Lamenting Racism encourages congregations to reclaim the lost art of biblical lament and models a powerful way to pour out the fear, shame, grief, and rage of racism as we cry out to God in prayer.
“We find laments throughout Scripture, both the Old Testament and the New Testament,” says Rob Muthiah, professor at Azusa Pacific University and leader of the Lamenting Racism project. “The book of Lamentations is a whole collection of laments. About one-third of the psalms are songs of lament. The book of Job is essentially one long lament. Lament is heard within the New Testament as well. For example, we hear those words on the lips of Jesus on the cross where he cries out, ‘My God, my God, why hast thou forsaken me?’”

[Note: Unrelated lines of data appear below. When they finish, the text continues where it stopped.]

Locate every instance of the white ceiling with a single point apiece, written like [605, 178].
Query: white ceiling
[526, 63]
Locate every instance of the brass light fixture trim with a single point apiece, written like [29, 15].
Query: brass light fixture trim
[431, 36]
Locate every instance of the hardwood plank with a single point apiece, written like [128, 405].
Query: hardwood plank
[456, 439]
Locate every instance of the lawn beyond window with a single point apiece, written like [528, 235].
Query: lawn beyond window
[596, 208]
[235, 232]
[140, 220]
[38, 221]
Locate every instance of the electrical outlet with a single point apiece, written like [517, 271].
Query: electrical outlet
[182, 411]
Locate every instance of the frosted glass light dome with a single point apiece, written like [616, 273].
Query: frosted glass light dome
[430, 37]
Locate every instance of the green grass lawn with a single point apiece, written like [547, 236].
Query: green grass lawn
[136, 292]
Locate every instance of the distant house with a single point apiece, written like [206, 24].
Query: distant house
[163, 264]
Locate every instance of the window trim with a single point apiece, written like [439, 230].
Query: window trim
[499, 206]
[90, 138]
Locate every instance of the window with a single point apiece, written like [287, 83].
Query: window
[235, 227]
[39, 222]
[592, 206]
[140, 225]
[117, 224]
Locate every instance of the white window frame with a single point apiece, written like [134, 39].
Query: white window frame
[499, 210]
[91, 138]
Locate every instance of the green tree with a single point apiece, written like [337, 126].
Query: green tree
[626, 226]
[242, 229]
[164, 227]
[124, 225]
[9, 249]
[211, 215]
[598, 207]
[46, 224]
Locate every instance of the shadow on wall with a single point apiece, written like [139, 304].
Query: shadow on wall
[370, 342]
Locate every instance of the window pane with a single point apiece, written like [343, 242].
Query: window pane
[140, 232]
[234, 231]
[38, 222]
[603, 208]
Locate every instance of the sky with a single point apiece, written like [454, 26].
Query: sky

The Lamenting Racism six-session study invites church groups to engage in the practice of biblical lament as a powerful tool in the church’s struggle against racism. In addition to the streaming video series, both a leader guide (978-1-5138-0864-2, $16.99) and a participant journal (978-1-5138-0862-8, $11.99) are available to aid in group study.
“I used to think that a good Christian could never talk to God that way, that expressing bad emotions or questioning God are signs of faithlessness,” says Tamela Kelly, lead pastor of The Purpose Church. “But what I have learned is that crying out to God, demanding action, even questioning God, and protesting against God, all this is actually an act of faith. You don’t cry out to God unless you believe that God will hear you. You don’t demand that God acts unless you think that God can actually do something. Lament is actually an act of worship.”
Rob Muthiah teaches pastoral theology and Christian ethics at Azusa Pacific Seminary and is passionate about equipping local churches leaders to pursue God’s vision of justice and righteousness. He served as a pastor for nine years and is an active member of Pasadena Mennonite Church. He is the author of The Sabbath Experiment and The Priesthood of All Believers in the Twenty-First Century.